🤖 AI Summary
Modern ViT backbones (e.g., SAM, DINOv3) employ windowed attention and relative positional encoding, posing compatibility challenges for token compression due to their inherent spatial structure. To address this, we propose a spatially structure-preserving token merging method. Our approach features: (i) a 2D structured token layout and reduction strategy; (ii) a spatially aware merging algorithm that explicitly preserves local relative positional relationships; and (iii) a per-dimension maximum-magnitude feature retention mechanism to ensure information integrity. The method is plug-and-play and requires only brief fine-tuning. On SAM-H, it achieves 1.25× inference speedup with only a 0.7% mIoU drop; on DeiT-B, a single fine-tuning epoch yields 1.15× acceleration without accuracy loss. The method generalizes effectively across vision tasks, including semantic segmentation and image classification.
📝 Abstract
Many modern ViT backbones adopt spatial architectural designs, such as window attention, decomposed relative positional embeddings in SAM, and RoPE in DINOv3. Such architectures impose new challenges on token reduction, as the vast majority of existing methods fail to preserve the spatial structure these architectures depend on. In this paper, we introduce a simple yet effective token merging method that maintains spatial integrity, enabling seamless compatibility with spatial architectures. We reconcile two seemingly conflicting requirements: (i)exploiting the uneven information distribution across the spatial layout while (ii)preserving the spatial structure post-merging. Our approach employs (i)a 2D reduction strategy to enforce structured token layouts, (ii)a spatial-aware merging algorithm that maintains relative token positions, and (iii)a novel max-magnitude-per-dimension token representation that preserves salient features.
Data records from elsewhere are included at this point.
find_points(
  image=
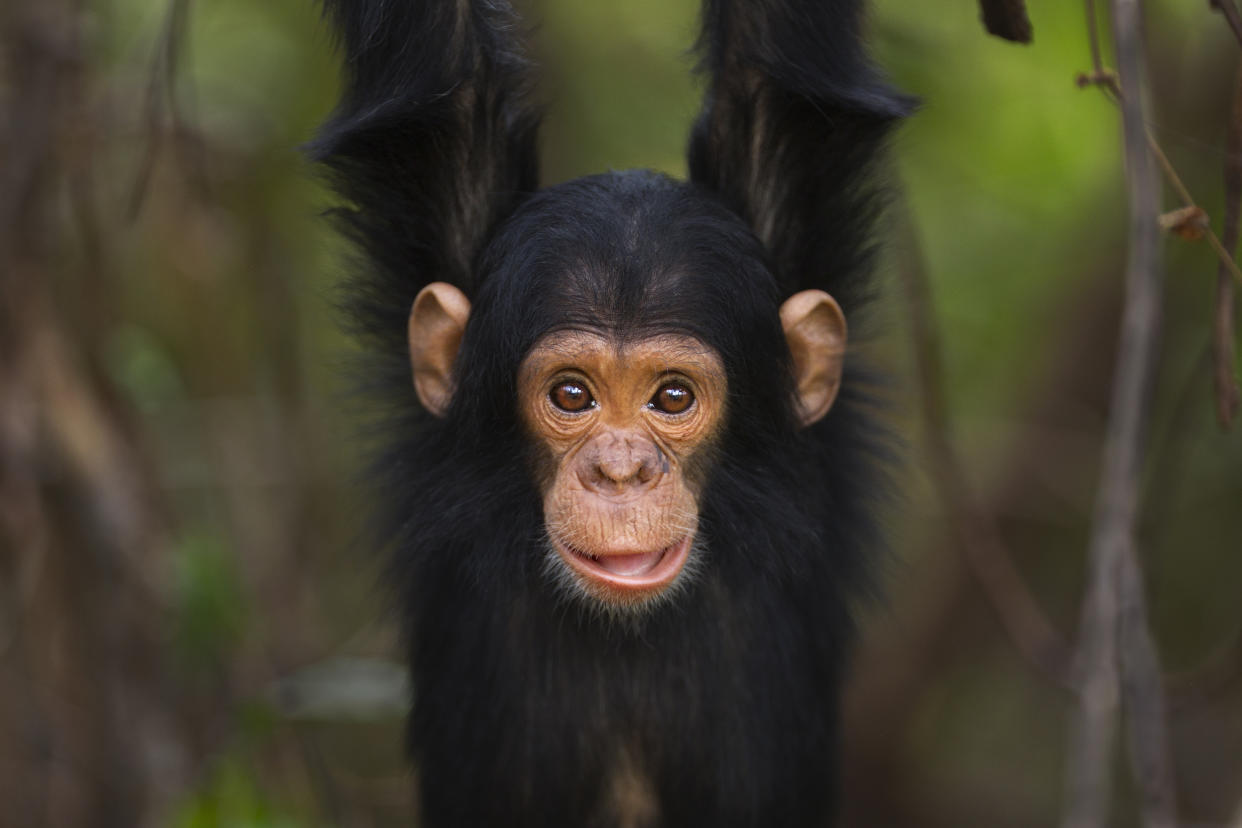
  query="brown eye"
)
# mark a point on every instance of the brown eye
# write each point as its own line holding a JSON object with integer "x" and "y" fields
{"x": 672, "y": 397}
{"x": 571, "y": 396}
Our method demonstrates strong performance both off-the-shelf and with fine-tuning, achieving state-of-the-art results on spatial and non-spatial architectures across various vision tasks. Specifically, we achieve 1.25x speedup on SAM-H with only 0.7% mIOU drop evaluated on COCO off-the-shelf, and 1.15x speedup on DeiT-B with no top-1 accuracy drop on ImageNet within just one epoch of fine-tuning.